For open-source AI developers and researchers, the situation is no less constraining. Once a model is released into the world, the continuous stream of experiential feedback—how it's used, where it succeeds, where it fails—is lost in a sea of fragmented, unverified, and often inaccessible data. There exists no standardized substrate to federate, validate, or meaningfully reward that knowledge. As a result, OSS initiatives remain structurally disadvantaged compared to vertically integrated platforms that monopolize the full loop of deployment, usage, and improvement.
For customers of AI services, the problem is universal and has traversed all the eras of information systems: the insatiable desire to participate in cultural evolution by gathering insights from experts at velocity in a trusted environment. The process of cultural evolution always needs validation: in academia, we review student’s work, we review scientific papers through peer-review, we validate other papers by citing them, shaping the fabric of knowledge through weighted peer validations. This validation today is coming from a restricted team of humans working at tech giants, but it does not scale and it’s too slow to absorb the infinite potential of human creativity, making all those AI models eventually converge towards mediocrity, making customers frustrated.

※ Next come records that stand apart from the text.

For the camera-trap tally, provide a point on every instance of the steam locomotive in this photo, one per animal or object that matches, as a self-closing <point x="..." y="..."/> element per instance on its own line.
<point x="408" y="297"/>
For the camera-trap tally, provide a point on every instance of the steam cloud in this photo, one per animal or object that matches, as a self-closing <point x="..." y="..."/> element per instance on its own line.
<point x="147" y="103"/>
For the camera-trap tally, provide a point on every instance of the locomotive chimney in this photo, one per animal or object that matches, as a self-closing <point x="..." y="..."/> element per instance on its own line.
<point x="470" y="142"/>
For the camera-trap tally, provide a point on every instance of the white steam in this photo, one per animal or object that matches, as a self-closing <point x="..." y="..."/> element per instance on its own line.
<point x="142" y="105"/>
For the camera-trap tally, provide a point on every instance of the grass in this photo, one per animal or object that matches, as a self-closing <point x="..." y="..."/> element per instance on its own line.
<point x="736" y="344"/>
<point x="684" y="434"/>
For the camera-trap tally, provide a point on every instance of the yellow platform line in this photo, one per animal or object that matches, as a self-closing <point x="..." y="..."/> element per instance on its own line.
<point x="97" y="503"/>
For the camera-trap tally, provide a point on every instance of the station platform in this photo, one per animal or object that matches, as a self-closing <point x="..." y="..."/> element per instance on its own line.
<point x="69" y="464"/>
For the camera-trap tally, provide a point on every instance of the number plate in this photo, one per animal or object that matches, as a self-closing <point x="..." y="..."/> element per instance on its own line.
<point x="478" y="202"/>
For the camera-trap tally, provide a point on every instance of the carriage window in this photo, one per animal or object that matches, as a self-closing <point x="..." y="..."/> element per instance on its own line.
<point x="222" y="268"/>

This fragmentation stifles the emergence of a shared, evolving intelligence. It disincentivizes meaningful participation, impairs knowledge compounding, and renders the AI development process opaque and inefficient. Without a common protocol for verifiable feedback and stake-weighted consensus, there is no epistemic infrastructure to align incentives or anchor trust. As the Internet of Experience expands, the lack of a decentralized validation substrate will continue to bottleneck learning, waste insight, and stall the collaborative progress AI so critically depends upon. The need is not for more internal moderators, but for a paradigm shift: from gatekeeping to permissionless peer evaluation, from isolated value extraction to interoperable learning economies.
The solution is not more employees working for tech giants—it’s a new protocol. Just as Google replaced Yahoo by turning the web into its own validator by counting the backlinks between web pages, we need an open, permissionless mechanism for evaluating intelligence. One where humans and machines review, stake, and learn from each other without relying on central authorities.

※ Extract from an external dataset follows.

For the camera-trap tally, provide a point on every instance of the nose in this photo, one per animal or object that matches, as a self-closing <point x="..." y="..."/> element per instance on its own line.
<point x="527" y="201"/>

This explosion of experiential data, driven by permissionless interactions, offers unprecedented scale for AI development. Yet, it also presents a foundational challenge: in an ecosystem where anyone or any agent can contribute, how do we ensure the trustworthiness of the learning signals themselves? The very decentralization that fuels scalability complicates the validation of signal quality and integrity, a critical hurdle when no single authority governs the flow of information.
Our team of ex-Holochain, Google Research, DeepMind accelerated by NVIDIA has pioneered RLHF 3 years before ChatGPT and researched on the domains of agent-centric computing, learning theory, and agentic reinforcement learning. And after six years of research and development, we have built a fully functioning system—a decentralized protocol where cultural evolution (human validation) and experiential learning (machine reward) converge. Newcoin is the only viable architecture for scaling intelligence in a world too fast and too rich for top-down control.